Thursday, August 11, 2011

Big green weenie strikes again

I know, I know: Semper Gumby is the motto of a Marine wife. But, of course, I'm one of those people who gets really excited about the little things and my mind being stuck that Saturday was our big day. I just kept thinking, "I deserve this, he'll be home on the first flight. A month later for a birthday celebration is ok, right?" WRONG.

The big green weenie has struck again. I will be waiting until sunrise on Sunday morning to welcome my husband home. A lovely twelve whole hours after all of my friends welcome their husbands home. While they're nestled in their beds, I'll be waiting anxiously at the squadron. At least the outcome is worth it.

I feel like we always have the worst luck with the Marine Corps. If it wasn't painful enough for them to leave on my birthday, it's more painful to have my friends text me to make sure I know that my husband isn't coming home with theirs on Saturday, but he will, in fact, be coming home on Sunday. Well thanks for the big slap in the face. It stings pretty bad.
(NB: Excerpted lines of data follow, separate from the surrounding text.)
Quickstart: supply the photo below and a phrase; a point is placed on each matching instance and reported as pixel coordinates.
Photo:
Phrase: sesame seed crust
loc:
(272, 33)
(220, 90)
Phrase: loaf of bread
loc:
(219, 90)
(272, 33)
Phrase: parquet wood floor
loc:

I understand it's a whopping 12 hours less that I get with my husband, but for being messed around with so much, isn't there anything that can make up for it? Yes, it would be getting the past three years of waiting on pins and needles back. However, that won't happen. We won't get these times spent apart back. I won't get to spend as much time with my husband as I'd like before he leaves for a seven month deployment.

There is something we get out of it though...
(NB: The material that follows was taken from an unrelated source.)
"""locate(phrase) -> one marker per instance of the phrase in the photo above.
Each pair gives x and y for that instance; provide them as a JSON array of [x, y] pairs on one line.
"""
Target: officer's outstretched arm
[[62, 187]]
We get to be together forever, no more involuntary separation after the Marine Corps. We get to be an extremely strong couple who has gone through more than many, many couples have ever gone through. In fact, we will have gone through more than 99% of relationships, since the military wife makes up less than 1% of the population in the United States. We get a reunion: that first hug, kiss, all your worries for the past 7 months gone in an instant. For that, I am extremely grateful and I know we will overcome anything the Corps throws at us, especially deployment.
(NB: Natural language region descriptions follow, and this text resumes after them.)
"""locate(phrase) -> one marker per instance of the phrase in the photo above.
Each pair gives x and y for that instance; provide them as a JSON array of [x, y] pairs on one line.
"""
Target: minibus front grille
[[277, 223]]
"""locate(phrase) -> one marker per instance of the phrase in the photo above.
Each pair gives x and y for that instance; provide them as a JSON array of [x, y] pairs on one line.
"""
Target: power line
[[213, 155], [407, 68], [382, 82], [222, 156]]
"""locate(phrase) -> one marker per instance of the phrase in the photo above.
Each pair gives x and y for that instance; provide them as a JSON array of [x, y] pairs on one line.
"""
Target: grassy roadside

I've got a newfound faith today, remembering that 1 year ago on this day I was welcoming my then boyfriend home from deployment. It was the happiest day of my life. So much has changed since then, but I know it's for the better. I am now a Marine wife. I now live 500 miles away from my family. I, again, have something to look forward to in 3 days and in 9 months (ha, ha, not prego! Just homecoming :P ). Most of all, I know that I made the right choice in this lifestyle, because it's the reunion that makes the title of "Marine wife" worth while.

1 comment:

  1. Sometimes it is hard not to feel overwhelmed and angry with the military. Sounds like you have a good attitude about making it through it.